Use ‘show running-config interface’
Incorrect Assignment of Interface IP Address or Pool Addresses
IP address pool and static NAT translations must use addresses on same local IP network as outside interface. (no route to the translated addresses are found).
Check config to verify translated addresses are reachable.
When address translation is config on outside interface address in PAT, ensure interface is on correct network and subnet mask.
If dynamic NAT/PAT is enabled and external users cannot connect to static internal devices, then check static translations are configured.
Verify NAT is operational by using ‘show ip nat translations’.
After viewing, use ‘clear ip nat translation *’ (may disrupt user services).
Use ‘show ip nat translations’ again and if new translations appear, problem is elsewhere.
Use ‘traceroute’ to find path translated packets are taking.
9.5.1.1 Layer 4 Traffic Filtering Errors
Some engineers are unsure which transport protocol used by apps and deny port number for TCP and UDP traffic.
This practice denies traffic that should be allowed.
Firewalls are often configured to deny everything except apps specified in permit statements, then firewall filtering problems occur.
Layer 4 problem = users reporting video or audio web services are not reachable.
9.5.2.1 Upper Layer Problems
TCP/IP Application Layer protocols:
Telnet – establishes terminal session connections with remote hosts.
HTTP – exchanges text, graphic images, sound, video, and other multimedia files on the web.
FTP – interactive file transfers between hosts, using TCP.
TFTP – basic interactive file transfers between hosts and networking devices (UDP) .
SMTP – basic email message delivery services.
POP3 – connects to mail servers and downloads email to a client application.
IMAP4 – lets email clients retrieve messages and store email on servers.
SNMP – info from managed devices.
NTP – updated time to hosts and network devices.
DNS – maps IP addresses to names assigned to hosts.
SSL – encryption and security for HTTP transactions.
SSH – secure remote terminal access to servers and networking devices.
Using “divide and conquer” and verify Layer 3 connectivity:
Step 1. Ping host default gateway.
Step 2. Verify end-to-end connectivity.
Step 3. Verify routing configuration.
Step 4. Ensure that NAT is working correctly.
Step 5. Check for firewall filter rules.
Check with ISP to ensure network connection is up and operational.
If verified that the end-to-end connectivity is not issue, but end device is still not operating then problem has been isolated to upper layers.
It is possible to have full network connectivity, but app cannot provide data.
Misconfigured client applications account for the majority of upper layer network problems.
Use ‘nslookup’ to verify DNS is working ok.
If DNS server is ok and reachable, check for DNS zone config errors.

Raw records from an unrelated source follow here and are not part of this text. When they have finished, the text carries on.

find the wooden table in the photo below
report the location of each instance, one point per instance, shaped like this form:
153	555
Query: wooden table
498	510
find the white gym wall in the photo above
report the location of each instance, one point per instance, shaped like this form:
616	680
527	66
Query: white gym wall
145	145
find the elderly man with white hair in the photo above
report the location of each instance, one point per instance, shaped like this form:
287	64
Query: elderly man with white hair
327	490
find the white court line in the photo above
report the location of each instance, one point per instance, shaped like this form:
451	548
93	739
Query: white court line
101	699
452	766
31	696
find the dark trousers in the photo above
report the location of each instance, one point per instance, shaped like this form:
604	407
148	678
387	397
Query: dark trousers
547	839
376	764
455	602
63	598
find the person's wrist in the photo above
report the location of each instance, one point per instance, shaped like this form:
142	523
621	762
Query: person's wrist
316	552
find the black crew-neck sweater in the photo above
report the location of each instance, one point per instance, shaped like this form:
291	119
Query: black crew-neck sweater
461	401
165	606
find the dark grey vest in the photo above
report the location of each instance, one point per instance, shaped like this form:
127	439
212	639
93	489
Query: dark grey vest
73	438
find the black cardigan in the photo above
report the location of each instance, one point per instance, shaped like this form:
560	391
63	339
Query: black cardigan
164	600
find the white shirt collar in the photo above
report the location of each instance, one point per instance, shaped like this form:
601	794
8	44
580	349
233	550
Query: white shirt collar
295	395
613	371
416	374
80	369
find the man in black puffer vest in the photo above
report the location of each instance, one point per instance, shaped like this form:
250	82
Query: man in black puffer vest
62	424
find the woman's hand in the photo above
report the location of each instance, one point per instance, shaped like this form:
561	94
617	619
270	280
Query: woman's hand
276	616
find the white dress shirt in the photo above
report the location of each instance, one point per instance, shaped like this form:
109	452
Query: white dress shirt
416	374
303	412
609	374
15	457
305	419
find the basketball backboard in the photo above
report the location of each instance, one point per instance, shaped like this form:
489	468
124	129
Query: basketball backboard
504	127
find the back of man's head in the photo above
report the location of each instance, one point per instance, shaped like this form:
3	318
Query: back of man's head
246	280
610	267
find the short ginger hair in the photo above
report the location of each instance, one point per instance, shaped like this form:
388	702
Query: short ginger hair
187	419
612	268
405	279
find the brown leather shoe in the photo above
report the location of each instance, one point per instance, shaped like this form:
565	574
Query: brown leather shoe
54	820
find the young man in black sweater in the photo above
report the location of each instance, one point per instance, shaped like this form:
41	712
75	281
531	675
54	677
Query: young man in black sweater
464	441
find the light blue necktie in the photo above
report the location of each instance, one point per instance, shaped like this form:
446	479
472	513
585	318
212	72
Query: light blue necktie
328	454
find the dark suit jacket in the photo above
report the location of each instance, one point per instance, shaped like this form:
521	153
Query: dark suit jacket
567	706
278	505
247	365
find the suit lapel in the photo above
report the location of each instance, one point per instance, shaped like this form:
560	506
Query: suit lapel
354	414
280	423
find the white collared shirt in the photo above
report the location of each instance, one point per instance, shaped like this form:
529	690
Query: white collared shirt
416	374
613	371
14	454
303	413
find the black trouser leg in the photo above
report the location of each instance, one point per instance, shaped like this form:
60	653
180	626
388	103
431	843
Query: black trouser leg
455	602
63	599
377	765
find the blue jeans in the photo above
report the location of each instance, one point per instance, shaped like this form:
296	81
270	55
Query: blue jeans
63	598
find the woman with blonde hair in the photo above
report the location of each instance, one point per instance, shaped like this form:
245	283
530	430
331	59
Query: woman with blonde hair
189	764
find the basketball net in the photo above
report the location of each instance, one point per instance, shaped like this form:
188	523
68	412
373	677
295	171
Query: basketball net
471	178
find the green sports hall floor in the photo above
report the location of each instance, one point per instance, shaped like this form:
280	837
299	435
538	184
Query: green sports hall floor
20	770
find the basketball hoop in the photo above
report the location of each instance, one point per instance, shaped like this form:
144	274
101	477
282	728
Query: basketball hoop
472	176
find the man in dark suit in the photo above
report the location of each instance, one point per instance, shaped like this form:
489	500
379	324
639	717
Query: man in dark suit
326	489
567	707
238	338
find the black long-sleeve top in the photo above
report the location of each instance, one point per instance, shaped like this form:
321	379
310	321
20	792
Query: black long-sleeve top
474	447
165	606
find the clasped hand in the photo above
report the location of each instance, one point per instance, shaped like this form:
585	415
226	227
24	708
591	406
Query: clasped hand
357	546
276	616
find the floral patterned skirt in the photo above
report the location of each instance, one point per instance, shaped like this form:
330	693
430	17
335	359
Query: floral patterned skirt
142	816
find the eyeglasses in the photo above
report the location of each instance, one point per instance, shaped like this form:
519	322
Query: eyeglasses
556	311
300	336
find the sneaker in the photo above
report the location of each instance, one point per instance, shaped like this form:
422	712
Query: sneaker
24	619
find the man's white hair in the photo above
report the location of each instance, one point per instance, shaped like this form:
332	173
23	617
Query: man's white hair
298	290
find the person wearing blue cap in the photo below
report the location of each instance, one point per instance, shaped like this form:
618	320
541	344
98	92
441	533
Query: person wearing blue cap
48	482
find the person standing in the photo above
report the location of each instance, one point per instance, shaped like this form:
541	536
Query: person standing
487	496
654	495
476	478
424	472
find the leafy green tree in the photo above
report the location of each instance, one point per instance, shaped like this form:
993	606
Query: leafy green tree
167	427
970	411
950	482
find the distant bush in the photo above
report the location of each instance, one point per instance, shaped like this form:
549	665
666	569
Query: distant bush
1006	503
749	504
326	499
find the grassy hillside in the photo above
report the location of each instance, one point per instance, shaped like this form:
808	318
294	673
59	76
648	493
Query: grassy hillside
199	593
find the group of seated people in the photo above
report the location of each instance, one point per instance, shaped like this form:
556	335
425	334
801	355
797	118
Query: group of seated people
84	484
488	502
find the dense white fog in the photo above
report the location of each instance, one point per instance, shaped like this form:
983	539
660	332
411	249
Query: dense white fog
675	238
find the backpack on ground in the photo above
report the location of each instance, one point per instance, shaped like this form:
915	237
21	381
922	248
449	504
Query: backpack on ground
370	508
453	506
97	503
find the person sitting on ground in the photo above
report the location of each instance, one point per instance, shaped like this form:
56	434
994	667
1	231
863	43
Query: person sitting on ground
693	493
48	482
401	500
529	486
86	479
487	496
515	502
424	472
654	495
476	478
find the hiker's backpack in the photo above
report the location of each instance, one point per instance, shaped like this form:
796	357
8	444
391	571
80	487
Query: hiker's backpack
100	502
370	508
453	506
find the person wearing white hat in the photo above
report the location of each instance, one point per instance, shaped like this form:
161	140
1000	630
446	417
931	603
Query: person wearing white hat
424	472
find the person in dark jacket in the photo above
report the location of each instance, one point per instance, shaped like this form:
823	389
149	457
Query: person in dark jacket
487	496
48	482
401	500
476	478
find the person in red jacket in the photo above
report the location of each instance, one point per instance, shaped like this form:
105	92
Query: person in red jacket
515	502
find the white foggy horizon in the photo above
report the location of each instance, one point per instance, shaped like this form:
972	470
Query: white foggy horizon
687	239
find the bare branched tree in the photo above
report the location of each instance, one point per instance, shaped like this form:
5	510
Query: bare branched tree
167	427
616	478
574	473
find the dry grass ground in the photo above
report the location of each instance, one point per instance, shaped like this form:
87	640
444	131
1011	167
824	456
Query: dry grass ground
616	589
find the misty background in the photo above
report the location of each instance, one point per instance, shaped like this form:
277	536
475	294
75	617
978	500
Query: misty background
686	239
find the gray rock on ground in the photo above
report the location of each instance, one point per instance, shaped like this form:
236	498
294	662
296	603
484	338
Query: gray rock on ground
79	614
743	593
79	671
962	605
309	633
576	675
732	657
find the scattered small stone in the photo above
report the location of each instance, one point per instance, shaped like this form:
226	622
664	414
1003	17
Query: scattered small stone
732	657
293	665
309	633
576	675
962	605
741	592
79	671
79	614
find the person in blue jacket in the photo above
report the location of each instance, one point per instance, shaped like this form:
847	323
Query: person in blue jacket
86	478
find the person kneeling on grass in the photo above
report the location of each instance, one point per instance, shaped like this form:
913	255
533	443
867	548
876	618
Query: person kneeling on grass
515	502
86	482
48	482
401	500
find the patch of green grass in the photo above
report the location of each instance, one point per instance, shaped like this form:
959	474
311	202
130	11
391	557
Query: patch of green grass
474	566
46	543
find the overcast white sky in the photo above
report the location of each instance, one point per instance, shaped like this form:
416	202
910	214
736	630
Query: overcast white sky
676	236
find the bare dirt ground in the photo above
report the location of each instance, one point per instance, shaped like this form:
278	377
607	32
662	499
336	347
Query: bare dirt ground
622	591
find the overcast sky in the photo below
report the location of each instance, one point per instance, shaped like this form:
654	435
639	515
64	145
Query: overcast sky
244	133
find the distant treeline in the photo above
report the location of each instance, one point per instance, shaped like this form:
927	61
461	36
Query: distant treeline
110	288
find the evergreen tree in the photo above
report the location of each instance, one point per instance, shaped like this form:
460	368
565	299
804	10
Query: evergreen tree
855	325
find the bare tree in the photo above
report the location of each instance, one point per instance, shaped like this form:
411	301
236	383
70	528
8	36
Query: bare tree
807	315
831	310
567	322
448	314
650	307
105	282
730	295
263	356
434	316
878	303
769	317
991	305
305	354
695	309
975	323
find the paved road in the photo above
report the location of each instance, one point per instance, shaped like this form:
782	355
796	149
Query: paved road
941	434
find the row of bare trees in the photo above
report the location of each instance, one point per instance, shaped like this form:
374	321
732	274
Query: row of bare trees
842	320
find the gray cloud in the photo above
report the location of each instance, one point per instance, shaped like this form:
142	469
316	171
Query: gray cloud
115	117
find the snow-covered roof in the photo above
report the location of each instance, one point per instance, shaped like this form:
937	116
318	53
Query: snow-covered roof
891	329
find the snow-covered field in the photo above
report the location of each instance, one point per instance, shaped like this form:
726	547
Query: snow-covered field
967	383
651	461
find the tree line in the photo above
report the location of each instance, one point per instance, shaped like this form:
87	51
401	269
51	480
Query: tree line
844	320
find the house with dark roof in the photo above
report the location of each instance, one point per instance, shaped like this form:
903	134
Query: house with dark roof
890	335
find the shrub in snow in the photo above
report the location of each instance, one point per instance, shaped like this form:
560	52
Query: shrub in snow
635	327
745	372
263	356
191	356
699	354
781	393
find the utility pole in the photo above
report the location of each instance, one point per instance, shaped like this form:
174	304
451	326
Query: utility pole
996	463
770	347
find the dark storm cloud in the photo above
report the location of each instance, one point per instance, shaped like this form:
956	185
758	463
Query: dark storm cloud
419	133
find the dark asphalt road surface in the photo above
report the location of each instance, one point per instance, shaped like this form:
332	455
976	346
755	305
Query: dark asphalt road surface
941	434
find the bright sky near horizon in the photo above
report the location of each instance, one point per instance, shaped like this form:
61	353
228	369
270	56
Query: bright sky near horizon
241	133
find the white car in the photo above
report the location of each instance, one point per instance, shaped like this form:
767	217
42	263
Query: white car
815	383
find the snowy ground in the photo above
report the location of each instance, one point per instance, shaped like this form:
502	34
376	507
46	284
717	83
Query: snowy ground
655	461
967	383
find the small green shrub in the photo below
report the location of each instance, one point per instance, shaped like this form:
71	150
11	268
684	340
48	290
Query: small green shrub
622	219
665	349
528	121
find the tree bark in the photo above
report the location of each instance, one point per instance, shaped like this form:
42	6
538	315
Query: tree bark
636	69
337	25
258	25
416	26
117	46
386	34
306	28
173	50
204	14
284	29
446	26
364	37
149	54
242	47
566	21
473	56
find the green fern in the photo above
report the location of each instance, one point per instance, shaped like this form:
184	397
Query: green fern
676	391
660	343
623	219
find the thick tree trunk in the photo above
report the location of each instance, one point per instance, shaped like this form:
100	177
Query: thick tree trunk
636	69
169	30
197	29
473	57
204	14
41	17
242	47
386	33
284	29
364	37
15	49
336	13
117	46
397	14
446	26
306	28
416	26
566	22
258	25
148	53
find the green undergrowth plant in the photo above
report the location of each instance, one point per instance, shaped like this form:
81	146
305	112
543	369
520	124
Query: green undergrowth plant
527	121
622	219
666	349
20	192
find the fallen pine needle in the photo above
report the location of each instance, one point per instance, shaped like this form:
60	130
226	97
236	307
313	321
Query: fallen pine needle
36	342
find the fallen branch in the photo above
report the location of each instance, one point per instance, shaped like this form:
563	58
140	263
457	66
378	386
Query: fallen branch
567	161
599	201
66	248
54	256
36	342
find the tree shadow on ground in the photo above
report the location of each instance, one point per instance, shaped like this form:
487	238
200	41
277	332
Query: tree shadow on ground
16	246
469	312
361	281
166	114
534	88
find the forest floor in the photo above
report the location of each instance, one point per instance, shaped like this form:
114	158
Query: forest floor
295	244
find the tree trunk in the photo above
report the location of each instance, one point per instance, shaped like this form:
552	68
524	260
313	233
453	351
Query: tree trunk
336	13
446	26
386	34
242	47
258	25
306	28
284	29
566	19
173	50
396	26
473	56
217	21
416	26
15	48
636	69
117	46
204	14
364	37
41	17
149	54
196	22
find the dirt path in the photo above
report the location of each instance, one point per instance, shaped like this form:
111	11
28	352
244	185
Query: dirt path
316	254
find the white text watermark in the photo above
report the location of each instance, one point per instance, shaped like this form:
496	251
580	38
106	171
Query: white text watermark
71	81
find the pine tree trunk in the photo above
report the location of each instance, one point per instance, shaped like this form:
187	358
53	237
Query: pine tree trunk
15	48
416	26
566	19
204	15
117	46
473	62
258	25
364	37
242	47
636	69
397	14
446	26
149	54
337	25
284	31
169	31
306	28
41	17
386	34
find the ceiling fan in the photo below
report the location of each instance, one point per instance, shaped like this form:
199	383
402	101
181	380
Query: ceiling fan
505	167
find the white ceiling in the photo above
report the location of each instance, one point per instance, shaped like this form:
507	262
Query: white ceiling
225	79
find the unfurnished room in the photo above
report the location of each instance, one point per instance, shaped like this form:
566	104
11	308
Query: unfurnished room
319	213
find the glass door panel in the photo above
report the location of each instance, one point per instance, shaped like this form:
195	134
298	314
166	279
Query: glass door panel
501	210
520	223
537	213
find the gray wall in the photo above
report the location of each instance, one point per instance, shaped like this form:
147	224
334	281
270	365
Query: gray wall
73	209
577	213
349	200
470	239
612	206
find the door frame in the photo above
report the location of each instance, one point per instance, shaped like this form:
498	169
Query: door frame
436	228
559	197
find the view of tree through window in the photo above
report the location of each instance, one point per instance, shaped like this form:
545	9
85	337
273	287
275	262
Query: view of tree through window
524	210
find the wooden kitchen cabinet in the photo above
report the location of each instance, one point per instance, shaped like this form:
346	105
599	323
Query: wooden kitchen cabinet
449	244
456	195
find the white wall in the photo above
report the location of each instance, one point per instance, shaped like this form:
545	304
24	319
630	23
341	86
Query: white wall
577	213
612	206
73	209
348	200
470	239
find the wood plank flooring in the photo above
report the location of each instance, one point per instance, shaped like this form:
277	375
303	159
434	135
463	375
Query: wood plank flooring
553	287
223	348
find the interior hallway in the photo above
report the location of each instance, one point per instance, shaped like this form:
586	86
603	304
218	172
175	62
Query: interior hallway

Browser plug-in programs must be kept updated for web pages to display correctly.
Use correct protocol to request data can cause a web page to be unreachable.
Specify https:// or http:// for desired protocol.
9.5.3.1 Using Telnet to check upper layer connectivity
Use of Telnet indicates lower layer connectivity exists between devices.
Cisco IOS devices include an SSH client that can be used for SSH sessions with other devices.